Malgré cela, la question a été « écartée des négociations commerciales », selon M. Šefcovič, qui a ajouté : « Nous nous sommes concentrés sur ce qui était très clairement la priorité et c’est pourquoi vous ne trouverez aucune référence à ce sujet dans la déclaration commune. (…) Cela viendra-t-il plus tard, sera-t-il discuté ? Nos relations sont si vastes qu’il y aura certainement beaucoup de questions à aborder. »

En outre, la déclaration commune mentionne que l’UE n’adoptera ni ne maintiendra de redevances d’utilisation des réseaux, ce qui signifie que les entreprises de télécommunications de l’UE ne pourront pas facturer aux plus grandes plateformes technologiques le transport de leur trafic. La déclaration comprend également une concession selon laquelle l’UE « a l’intention de consulter » les États-Unis et les commerçants américains sur la numérisation des procédures commerciales et la mise en œuvre de la réforme douanière de l’UE, qui est actuellement encore en cours de négociation. Auparavant, Trump avait déjà réussi à obtenir de la Commission européenne qu’elle retire une proposition de taxe sur les services numériques, qui aurait été préjudiciable aux grandes entreprises technologiques américaines, mais aussi aux consommateurs européens.

Une nouvelle étude du Centre de recherche de la CCIA montre que les réglementations européennes sur les services numériques coûtent énormément d’argent aux entreprises américaines : jusqu’à 97,6 milliards de dollars par an, avec une estimation prudente de 38,9 milliards de dollars. Les eurocrates pensent-ils vraiment que les États-Unis vont simplement accepter cela ? Comme l’a également souligné M. Šefcovič, il reste encore beaucoup à négocier, par exemple la suppression des nouveaux droits de douane américains sur le vin et les spiritueux, que les négociateurs de l’UE n’ont pas réussi à éviter. On peut être sûr que les États-Unis n’hésiteront pas à lier les deux.

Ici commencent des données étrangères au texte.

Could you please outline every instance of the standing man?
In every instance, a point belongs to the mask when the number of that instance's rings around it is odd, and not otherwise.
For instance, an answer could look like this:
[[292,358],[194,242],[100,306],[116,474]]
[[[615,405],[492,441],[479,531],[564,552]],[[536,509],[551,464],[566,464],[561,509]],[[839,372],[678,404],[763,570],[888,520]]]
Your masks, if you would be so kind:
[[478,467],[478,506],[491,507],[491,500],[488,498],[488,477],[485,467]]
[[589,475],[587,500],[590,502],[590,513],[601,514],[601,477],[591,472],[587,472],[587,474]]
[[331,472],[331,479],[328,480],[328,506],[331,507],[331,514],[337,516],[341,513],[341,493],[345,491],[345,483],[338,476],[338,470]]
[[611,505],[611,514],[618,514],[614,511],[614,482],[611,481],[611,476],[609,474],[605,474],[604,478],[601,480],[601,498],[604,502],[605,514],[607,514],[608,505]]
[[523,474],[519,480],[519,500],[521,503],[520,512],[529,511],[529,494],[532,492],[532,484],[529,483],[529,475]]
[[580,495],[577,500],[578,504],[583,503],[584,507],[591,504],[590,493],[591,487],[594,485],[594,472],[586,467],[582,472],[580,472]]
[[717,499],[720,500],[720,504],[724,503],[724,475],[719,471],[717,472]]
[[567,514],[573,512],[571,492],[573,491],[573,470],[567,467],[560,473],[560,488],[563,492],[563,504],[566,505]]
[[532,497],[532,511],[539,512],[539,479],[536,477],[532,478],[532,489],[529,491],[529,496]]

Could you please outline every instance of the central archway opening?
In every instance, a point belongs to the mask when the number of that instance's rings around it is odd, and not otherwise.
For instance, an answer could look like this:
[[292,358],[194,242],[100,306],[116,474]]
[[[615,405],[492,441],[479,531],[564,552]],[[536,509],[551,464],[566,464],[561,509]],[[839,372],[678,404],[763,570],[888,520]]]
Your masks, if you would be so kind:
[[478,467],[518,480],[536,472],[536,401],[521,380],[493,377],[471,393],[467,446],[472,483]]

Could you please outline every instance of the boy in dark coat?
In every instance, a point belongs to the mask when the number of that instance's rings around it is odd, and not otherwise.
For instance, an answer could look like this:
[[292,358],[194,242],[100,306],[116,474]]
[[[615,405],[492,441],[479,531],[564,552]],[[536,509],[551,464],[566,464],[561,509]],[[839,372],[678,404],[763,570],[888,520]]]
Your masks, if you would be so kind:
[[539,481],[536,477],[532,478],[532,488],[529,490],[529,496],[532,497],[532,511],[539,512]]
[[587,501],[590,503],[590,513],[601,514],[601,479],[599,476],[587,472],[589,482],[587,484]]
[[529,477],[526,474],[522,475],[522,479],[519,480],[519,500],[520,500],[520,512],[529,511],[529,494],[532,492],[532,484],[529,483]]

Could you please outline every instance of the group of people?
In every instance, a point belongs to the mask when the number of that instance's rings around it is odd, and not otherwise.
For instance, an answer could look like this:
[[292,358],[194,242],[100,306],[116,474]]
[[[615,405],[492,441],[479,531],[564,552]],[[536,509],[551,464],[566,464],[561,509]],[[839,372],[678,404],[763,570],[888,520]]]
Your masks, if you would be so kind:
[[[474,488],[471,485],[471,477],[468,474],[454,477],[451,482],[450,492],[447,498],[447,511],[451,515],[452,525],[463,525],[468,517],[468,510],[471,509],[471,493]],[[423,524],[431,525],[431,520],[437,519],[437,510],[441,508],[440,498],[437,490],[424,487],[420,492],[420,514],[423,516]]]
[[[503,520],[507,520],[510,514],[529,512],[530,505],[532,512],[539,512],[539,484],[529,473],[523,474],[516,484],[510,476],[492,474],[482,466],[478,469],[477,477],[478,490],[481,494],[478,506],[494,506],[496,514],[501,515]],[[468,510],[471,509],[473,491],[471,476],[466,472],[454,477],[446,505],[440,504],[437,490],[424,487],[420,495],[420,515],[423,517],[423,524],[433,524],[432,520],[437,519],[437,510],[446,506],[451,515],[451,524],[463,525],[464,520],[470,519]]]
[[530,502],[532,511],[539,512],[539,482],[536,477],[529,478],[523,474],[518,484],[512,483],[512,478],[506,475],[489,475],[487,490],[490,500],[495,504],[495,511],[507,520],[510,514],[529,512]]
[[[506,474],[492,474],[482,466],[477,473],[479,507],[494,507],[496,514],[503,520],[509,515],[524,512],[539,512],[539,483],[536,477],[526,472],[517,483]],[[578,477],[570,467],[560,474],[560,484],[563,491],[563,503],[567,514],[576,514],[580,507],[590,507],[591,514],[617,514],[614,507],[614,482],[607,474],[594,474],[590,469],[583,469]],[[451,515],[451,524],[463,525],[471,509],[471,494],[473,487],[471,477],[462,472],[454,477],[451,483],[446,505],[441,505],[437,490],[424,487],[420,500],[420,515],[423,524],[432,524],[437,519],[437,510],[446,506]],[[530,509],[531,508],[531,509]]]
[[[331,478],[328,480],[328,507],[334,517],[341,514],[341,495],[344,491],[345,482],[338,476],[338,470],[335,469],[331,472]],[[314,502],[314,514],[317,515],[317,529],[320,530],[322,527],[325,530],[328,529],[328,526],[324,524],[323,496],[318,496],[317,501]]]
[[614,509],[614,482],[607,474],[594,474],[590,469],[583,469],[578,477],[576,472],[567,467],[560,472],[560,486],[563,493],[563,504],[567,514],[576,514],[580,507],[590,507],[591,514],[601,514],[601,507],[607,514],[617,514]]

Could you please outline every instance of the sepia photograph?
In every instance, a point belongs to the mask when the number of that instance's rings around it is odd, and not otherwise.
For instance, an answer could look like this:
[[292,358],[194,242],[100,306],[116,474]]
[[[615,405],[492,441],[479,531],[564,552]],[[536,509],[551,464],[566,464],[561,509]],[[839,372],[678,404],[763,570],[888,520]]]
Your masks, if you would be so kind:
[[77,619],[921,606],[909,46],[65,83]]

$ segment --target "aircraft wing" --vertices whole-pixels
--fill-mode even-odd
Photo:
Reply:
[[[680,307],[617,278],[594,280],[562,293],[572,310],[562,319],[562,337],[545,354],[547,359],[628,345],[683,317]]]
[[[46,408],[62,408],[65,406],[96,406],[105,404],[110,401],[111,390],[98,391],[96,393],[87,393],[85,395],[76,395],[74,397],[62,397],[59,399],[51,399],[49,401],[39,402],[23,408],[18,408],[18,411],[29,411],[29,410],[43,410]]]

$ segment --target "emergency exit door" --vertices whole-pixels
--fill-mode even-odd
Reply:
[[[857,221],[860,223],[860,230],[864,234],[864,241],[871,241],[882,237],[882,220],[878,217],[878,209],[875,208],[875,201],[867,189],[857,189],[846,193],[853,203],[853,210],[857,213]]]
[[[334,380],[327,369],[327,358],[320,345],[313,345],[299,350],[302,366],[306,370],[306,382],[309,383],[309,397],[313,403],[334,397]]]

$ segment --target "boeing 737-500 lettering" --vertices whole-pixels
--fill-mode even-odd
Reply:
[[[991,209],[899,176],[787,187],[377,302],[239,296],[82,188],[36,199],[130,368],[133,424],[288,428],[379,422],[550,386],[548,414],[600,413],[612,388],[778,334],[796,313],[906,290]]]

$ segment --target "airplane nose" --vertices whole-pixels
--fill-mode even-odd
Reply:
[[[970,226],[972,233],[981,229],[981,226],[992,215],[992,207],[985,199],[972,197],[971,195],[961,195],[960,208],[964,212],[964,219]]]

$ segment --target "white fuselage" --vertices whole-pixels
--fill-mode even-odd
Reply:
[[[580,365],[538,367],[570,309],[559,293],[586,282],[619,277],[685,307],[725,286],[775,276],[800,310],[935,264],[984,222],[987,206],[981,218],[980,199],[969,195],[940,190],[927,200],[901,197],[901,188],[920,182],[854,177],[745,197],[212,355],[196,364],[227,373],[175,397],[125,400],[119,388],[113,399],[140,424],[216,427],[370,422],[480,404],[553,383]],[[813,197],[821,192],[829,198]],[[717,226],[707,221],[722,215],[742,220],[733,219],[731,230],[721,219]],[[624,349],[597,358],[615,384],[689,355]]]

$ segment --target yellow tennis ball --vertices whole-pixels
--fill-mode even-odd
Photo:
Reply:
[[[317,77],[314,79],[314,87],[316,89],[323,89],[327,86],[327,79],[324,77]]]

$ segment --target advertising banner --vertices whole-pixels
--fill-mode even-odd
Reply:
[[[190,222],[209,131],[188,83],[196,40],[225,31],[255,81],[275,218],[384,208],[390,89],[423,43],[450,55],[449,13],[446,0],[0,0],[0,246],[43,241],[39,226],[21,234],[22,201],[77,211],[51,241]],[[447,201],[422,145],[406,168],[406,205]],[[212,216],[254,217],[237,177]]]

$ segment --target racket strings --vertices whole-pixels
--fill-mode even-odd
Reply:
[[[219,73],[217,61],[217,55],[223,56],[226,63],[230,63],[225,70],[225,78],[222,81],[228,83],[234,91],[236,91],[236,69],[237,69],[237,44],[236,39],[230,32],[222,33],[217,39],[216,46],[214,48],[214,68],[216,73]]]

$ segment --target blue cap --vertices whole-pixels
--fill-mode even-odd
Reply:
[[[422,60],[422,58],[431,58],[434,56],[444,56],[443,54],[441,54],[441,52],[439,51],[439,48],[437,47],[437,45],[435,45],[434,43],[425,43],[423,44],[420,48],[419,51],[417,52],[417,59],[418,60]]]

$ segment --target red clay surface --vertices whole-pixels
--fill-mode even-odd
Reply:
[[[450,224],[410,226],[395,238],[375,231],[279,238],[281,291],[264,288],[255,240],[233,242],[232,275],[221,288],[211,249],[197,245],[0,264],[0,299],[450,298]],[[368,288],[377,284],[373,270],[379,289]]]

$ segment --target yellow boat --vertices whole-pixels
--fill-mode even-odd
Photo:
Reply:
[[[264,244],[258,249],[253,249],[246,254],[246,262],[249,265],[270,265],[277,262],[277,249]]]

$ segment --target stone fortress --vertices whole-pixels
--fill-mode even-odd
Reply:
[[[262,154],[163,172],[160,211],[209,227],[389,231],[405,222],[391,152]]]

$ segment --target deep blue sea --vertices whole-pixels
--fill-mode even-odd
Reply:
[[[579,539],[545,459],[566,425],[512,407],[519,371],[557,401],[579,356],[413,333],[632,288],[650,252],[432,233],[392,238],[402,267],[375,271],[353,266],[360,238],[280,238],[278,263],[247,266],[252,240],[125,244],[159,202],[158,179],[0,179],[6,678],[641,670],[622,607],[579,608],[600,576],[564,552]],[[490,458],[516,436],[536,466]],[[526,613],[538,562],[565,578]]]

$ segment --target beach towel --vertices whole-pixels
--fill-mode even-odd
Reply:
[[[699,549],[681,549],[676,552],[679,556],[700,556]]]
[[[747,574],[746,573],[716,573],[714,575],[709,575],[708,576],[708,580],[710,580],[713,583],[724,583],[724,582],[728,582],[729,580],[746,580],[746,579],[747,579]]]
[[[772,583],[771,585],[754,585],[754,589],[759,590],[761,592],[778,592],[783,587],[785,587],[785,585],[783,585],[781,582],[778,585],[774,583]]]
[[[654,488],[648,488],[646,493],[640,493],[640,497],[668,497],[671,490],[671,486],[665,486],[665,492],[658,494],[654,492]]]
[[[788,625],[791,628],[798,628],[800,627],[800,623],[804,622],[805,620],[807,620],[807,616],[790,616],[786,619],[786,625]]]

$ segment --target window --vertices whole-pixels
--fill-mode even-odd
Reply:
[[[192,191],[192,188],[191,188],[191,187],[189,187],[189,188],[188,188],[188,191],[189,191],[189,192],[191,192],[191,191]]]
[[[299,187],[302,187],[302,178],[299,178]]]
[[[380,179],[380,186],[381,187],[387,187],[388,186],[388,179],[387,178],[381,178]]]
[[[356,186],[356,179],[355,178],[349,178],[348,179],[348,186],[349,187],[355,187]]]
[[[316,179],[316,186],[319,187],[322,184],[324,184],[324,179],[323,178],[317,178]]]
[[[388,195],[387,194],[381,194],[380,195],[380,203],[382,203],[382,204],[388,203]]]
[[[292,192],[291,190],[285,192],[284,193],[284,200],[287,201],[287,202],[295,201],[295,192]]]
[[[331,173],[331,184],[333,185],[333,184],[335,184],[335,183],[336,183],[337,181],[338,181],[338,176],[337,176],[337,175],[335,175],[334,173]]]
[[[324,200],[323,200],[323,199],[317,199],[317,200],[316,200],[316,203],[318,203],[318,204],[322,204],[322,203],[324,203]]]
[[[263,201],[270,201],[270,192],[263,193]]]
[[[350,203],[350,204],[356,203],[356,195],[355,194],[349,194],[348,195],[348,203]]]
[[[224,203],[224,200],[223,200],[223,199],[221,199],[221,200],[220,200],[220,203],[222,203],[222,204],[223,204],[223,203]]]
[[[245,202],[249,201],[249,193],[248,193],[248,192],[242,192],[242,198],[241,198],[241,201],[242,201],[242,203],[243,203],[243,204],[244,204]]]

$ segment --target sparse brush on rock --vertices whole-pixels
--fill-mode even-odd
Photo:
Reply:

Enfin, l’UE a promis « d’augmenter considérablement ses achats d’équipements militaires et de défense auprès des États-Unis », « d’acheter » 750 milliards de dollars d’énergie américaine, y compris du gaz naturel liquéfié, du pétrole et des produits nucléaires, d’ici 2028, et d’acheter « au moins » 40 milliards de dollars de puces américaines pour l’intelligence artificielle. Ces engagements manquent peut-être de détails, mais ils peuvent être utilisés comme levier par les États-Unis pour faire pression sur l’UE en matière de réglementation numérique.

En définitive, compte tenu de la forte dépendance de l’Europe à l’égard des États-Unis en matière de défense dans le contexte géopolitique dangereux actuel, il était sage de ne pas laisser les tensions avec Trump s’intensifier à propos de la guerre commerciale qu’il a déclenchée. Le commerce transatlantique sera plus lourd qu’avant le second mandat de Trump, mais les choses auraient pu être pires. Toutefois, comme l’a souligné le commissaire européen au commerce, Maroš Šefcovič, tout cela n’est qu’un « premier pas ». Les négociations se poursuivront. L’UE est en train de reconsidérer ses excès réglementaires, et la suppression d’une série de réglementations vertes et numériques trop contraignantes et hostiles à l’innovation pourrait bien faire d’une pierre deux coups : améliorer les accords commerciaux avec les États-Unis et libérer les entrepreneurs européens.